I want to prove the following two properties of the Nim-sum/XOR operator $\oplus$ to better understand Nim games.
For the position $n = a_1 \oplus a_2 \oplus a_3 \oplus \cdots \oplus a_k = 0$, changing any of the $a_i$ will result in $n \neq 0$.
For the position $n = a_1 \oplus a_2 \oplus a_3 \oplus \cdots \oplus a_k \neq 0$, there exists at least one move such that modifying one of the $a_i$ values results in $n = 0$.
I hope I've stated those correctly. They're meant to prove that the XOR operator can be used to analyze Nim games in the sense that if you're in a losing position $n=0$, you have no choice but to give the opponent a winning position $n \neq 0$, and if you're in a winning position $n \neq 0$, you can force the opponent into a losing $n=0$ position.
My attempts:
If we choose some $a_i$ and modify it to some new value $c_i$ such that $a_i \neq c_i$, this is the same as finding some $b_i$ such that $a_i \oplus b_i = c_i$ where $b_i \neq 0$. And this means we change $n$ to $a_1 \oplus a_2 \oplus a_3 \oplus \cdots \oplus a_k \oplus b_i = 0 \oplus b_i$, or just $b_i$. And since $b_i \neq 0$, we have $n \neq 0$. While this makes sense to me I don't know if it constitutes an adequate proof.

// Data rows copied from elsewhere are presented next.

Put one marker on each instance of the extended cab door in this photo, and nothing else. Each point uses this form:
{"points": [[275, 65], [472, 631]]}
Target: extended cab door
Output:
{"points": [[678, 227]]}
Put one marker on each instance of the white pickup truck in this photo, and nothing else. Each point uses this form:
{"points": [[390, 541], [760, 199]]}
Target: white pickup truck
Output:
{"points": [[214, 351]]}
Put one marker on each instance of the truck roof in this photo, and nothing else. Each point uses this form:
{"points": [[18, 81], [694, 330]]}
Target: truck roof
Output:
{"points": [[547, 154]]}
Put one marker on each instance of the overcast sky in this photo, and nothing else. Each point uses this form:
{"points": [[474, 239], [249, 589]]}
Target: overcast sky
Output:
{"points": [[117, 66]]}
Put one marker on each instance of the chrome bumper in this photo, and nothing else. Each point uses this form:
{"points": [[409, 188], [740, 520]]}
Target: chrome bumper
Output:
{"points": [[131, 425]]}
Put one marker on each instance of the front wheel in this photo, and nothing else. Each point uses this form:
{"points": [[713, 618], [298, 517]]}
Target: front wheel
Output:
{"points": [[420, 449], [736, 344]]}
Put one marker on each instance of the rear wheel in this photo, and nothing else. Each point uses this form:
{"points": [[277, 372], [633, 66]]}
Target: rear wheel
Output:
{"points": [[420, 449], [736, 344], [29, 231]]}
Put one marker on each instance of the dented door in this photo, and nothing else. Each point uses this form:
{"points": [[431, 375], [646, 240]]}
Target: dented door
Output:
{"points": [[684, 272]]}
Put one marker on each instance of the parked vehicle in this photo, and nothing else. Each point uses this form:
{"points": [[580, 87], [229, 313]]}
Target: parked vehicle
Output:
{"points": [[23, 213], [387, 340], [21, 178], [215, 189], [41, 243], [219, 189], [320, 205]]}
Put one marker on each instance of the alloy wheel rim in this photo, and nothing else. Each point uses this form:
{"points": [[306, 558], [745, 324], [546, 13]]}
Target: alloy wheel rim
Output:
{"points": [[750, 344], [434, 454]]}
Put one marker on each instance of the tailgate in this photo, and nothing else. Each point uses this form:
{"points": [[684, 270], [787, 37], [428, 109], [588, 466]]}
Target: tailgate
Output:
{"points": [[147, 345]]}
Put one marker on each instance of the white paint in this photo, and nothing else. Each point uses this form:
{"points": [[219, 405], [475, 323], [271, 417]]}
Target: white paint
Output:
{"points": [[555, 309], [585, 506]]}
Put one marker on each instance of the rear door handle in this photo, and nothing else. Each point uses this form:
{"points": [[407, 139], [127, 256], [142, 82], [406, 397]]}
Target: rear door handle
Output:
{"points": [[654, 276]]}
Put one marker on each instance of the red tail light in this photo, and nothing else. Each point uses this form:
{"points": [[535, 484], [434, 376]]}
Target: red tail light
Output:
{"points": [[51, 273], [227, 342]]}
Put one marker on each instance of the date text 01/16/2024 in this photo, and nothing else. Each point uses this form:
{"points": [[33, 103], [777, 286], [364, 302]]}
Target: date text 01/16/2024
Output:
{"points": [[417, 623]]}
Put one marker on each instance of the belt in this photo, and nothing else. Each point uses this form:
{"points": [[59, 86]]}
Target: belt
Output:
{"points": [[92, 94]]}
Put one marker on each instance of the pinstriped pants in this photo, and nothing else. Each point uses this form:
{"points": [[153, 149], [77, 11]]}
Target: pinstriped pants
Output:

I have no idea how to do this. I guess let $b_i = n$ and use that as the modifier because then $a_1 \oplus a_2 \oplus a_3 \oplus \cdots \oplus a_k \oplus b_i = n \oplus b_i$ which turns to $n \oplus n = 0$. But sometimes this results in an illegal move.
If $a_i$ changes then at least one position in its binary representation must also change. This position corresponds to a column in the nim-sum. If the old column was $(x_1,x_2,\ldots,x_i,\ldots,x_n)$, the new column is $(x_1,x_2,\ldots,x_i+1,\ldots,x_n)$. Therefore, the new sum for that column is $\sum_{i=1}^n x_i + 1 = 0+1=1$.
For the second question, consider the largest heap $i$, and perform the nim-sum on all the heaps. Then, in $a_i$, alter precisely each position whose column sum is a $1$. Then each column sum will become zero.